CMake Build#

Xmera uses CMake presets to simplify configuration. The presets are defined in src/CMakePresets.json.

Prerequisites#

  • CMake 3.27+

  • Ninja build system

  • vcpkg with the VCPKG_ROOT environment variable set

  • Python 3 (with development headers)

  • SWIG

Presets#

Available Configure Presets#

Preset

Description

base

Default development build (Debug, Ninja). Builds all module groups.

ci-test

Inherits base with CMAKE_BUILD_TYPE=Release.

fuzz-smoke-test

Inherits ci-test with fuzz tests enabled.

fuzz-test

Inherits fuzz-smoke-test with full fuzzing mode.

Cache Variables#

The presets set sensible defaults for the following variables.
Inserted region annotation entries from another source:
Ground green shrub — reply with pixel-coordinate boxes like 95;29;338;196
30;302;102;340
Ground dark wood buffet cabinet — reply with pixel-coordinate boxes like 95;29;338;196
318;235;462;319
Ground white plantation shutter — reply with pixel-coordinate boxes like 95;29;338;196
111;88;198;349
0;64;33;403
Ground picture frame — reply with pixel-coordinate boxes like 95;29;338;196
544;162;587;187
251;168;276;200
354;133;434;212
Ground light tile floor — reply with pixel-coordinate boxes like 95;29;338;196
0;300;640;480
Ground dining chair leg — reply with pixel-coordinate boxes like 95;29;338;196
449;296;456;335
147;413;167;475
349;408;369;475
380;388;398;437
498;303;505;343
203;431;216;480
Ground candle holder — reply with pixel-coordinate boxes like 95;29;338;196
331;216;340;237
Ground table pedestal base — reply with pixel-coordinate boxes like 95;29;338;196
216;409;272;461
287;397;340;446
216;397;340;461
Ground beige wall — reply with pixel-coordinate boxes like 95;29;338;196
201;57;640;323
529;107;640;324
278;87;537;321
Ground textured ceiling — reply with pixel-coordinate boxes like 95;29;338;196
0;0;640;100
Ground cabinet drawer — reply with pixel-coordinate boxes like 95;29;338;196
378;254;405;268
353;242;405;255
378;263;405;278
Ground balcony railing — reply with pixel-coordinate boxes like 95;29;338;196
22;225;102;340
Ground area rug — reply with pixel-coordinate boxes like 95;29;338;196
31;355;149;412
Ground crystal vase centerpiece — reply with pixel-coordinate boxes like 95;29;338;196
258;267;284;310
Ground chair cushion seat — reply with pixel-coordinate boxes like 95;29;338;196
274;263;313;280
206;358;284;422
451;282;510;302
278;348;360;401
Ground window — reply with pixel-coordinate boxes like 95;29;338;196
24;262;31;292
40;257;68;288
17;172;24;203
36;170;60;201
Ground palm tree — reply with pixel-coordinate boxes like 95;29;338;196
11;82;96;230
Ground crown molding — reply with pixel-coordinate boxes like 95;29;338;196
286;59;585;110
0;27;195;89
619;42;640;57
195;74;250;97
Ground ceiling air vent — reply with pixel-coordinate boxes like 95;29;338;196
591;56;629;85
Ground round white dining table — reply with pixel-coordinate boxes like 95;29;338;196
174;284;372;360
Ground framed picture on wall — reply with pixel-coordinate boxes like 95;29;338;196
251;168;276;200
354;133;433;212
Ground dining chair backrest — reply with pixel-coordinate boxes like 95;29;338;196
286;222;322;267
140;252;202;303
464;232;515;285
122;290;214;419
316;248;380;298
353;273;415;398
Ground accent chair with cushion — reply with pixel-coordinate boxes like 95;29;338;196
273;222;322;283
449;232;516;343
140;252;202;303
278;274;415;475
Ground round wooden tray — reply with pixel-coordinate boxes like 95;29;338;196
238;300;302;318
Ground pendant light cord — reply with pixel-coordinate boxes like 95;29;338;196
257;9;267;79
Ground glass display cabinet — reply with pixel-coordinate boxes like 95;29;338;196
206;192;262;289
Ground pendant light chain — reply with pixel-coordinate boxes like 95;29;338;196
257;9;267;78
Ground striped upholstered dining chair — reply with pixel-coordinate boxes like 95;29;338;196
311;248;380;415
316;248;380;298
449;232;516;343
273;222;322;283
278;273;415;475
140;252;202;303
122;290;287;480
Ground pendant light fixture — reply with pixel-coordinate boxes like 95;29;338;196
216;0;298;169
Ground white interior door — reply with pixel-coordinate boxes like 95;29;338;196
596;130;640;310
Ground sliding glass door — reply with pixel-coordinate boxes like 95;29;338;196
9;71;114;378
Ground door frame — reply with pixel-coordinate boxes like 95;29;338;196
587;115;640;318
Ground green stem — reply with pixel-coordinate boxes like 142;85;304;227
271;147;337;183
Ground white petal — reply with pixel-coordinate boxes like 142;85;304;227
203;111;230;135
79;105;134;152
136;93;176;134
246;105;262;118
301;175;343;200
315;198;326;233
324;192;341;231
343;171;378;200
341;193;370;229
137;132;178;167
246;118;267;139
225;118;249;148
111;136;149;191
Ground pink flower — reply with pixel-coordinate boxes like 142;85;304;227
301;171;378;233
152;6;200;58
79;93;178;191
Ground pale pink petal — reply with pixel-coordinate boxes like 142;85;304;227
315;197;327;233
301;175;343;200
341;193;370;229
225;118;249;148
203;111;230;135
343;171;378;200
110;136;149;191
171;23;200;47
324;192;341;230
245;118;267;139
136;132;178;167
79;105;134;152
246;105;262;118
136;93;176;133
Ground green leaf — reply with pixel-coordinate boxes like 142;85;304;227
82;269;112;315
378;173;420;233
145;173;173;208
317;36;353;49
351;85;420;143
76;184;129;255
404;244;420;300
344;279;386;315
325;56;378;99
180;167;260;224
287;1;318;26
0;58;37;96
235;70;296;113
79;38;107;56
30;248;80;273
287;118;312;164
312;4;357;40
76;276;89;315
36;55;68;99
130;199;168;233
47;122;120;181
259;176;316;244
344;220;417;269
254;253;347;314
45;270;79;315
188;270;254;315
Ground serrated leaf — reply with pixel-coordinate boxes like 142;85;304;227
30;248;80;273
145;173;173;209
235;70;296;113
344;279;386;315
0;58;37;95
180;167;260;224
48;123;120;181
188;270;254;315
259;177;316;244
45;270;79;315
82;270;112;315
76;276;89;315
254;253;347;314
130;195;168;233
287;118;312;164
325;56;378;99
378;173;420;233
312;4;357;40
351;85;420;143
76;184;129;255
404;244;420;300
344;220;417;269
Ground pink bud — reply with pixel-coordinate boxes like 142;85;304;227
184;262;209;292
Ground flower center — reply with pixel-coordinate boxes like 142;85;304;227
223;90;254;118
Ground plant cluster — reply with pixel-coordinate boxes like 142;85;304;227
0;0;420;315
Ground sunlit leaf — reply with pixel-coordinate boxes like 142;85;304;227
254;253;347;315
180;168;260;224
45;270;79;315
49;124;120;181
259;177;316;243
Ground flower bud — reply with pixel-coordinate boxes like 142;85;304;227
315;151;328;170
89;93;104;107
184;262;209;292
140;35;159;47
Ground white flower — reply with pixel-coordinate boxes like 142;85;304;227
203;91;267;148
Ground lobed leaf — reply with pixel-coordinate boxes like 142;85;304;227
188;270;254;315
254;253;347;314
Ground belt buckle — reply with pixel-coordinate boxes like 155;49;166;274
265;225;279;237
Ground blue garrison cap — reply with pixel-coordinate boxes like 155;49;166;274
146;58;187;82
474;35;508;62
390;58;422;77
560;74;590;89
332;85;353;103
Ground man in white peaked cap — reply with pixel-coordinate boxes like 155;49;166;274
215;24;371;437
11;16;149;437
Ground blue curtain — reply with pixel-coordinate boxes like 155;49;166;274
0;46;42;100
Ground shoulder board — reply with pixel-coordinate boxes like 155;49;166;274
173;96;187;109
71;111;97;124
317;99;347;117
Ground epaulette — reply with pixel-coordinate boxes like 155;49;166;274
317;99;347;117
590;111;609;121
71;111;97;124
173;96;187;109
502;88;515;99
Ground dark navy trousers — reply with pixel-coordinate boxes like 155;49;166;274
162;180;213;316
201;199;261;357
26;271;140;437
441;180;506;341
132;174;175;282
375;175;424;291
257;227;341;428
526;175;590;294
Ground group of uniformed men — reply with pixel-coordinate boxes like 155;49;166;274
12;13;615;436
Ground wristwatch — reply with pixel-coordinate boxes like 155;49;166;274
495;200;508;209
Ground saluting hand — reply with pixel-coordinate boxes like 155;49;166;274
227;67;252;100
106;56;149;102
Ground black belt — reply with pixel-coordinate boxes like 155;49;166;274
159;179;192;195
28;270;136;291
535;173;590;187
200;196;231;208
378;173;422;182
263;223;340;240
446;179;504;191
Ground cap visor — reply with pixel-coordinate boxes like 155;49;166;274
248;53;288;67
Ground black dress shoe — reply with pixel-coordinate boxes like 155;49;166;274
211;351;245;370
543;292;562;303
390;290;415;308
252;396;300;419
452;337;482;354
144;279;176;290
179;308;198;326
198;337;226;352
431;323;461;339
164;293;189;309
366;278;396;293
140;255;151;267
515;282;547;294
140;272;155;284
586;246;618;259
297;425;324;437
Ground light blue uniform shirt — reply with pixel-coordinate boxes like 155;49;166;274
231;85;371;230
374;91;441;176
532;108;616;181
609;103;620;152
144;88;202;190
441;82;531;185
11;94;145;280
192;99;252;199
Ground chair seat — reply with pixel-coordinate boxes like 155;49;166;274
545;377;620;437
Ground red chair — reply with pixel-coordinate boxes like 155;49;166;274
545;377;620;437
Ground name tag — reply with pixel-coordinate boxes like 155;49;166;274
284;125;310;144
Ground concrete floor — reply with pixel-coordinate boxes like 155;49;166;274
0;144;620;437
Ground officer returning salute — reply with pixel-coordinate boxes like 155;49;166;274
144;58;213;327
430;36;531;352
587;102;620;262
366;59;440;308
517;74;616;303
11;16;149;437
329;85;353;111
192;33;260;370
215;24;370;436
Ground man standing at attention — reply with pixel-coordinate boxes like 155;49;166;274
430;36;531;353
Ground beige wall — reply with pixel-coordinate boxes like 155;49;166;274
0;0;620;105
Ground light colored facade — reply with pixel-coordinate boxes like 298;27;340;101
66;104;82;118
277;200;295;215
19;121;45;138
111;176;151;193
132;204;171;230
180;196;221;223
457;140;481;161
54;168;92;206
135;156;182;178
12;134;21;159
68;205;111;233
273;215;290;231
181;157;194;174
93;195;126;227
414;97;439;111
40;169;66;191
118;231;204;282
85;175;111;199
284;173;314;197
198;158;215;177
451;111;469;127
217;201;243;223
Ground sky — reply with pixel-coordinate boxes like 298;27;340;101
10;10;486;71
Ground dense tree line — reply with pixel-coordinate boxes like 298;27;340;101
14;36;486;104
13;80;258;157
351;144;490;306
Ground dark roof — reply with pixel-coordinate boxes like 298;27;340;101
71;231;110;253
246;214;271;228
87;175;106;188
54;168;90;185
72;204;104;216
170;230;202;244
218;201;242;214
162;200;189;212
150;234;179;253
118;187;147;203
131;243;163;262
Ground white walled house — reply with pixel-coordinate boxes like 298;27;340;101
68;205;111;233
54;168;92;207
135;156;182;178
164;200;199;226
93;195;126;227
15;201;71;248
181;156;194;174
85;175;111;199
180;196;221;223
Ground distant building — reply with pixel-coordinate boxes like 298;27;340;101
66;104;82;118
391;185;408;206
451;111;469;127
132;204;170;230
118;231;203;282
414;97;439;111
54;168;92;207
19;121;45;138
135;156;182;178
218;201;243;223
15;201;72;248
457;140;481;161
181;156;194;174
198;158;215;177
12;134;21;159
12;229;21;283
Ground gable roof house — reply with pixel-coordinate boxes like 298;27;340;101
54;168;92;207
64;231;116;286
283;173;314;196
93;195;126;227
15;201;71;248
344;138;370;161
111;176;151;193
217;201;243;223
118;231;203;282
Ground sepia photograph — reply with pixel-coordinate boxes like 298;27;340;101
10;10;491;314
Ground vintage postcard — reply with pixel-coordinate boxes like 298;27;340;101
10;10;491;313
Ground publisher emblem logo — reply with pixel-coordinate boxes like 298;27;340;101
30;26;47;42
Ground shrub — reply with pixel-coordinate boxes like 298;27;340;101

You can override them with -D on the command line.

CMake Cache Variables#

Variable

Default

Description

CMAKE_BUILD_TYPE

Debug

Build type (Debug, Release, RelWithDebInfo)

CMAKE_INSTALL_PREFIX

<repo>/dist

Where cmake --install places the Python package

XMERA_MODULE_ROOTS

(all groups)

Semicolon-separated list of source directories containing modules

XMERA_ENABLE_GROUPS

simulation;fswAlgorithms;moduleTemplates

Semicolon-separated list of module group prefixes to build

XMERA_ENABLE_INTERNAL

YES

Build internal/private modules

XMERA_ENABLE_FUZZTESTS

OFF

Fetch and build fuzz targets with Google FuzzTest

URL_SPICE_KERNEL

(JPL URL)

URL from which to download the de430.bsp SPICE kernel

Custom User Presets#

You can create a src/CMakeUserPresets.json file to define your own presets without modifying the project-tracked CMakePresets.json. User presets inherit from project presets and are ignored by git (the file is .gitignore-d by convention).

The file must declare "version": 2 (or higher) and a "configurePresets" array. Each preset can use "inherits" to pull in defaults from a project preset and then override only what it needs.

Example — Release build:

{
  "version": 2,
  "configurePresets": [
    {
      "name": "release",
      "inherits": "base",
      "cacheVariables": {
        "CMAKE_BUILD_TYPE": "Release"
      }
    }
  ]
}
cmake --preset release -S src
cmake --build build

Example — Build only simulation modules:

{
  "version": 2,
  "configurePresets": [
    {
      "name": "sim-only",
      "inherits": "base",
      "cacheVariables": {
        "XMERA_ENABLE_GROUPS": "simulation"
      }
    }
  ]
}

Example — Include external modules:

CMake requires all source directories to live under the project source tree. Symlink your external modules folder into src/ first (see Building Custom Modules for the full workflow), then reference the symlink:

{
  "version": 2,
  "configurePresets": [
    {
      "name": "with-external",
      "inherits": "base",
      "cacheVariables": {
        "XMERA_MODULE_ROOTS": "${sourceDir}/fswAlgorithms/;${sourceDir}/simulation/;${sourceDir}/moduleTemplates/;${sourceDir}/externalModules/"
      }
    }
  ]
}

You can list all available presets (project + user) with:

cmake --list-presets -S src

Configure, Build, Install#

All commands are run from the repository root.

  1. Configure using a preset (runs vcpkg and generates build files):

    cmake --preset base -S src
    

    To override a variable, append -D:

    cmake --preset base -S src -DCMAKE_BUILD_TYPE=Release
    
  2. Build (compiles C++ libraries and generates Python bindings):

    cmake --build build
    

    To build a single target:

    cmake --build build --target <target-name>
    
  3. Install (copies the Python package into dist/):

    cmake --install build
    

After installation the dist/xmera directory contains the importable Python package.

Note

If you use CMAKE_INSTALL_MODE=REL_SYMLINK_OR_COPY in your environment, unset it before configure/build steps — it can break vcpkg symlinks. Only set it for the final cmake --install step if you want symlinks for Xmera’s own files.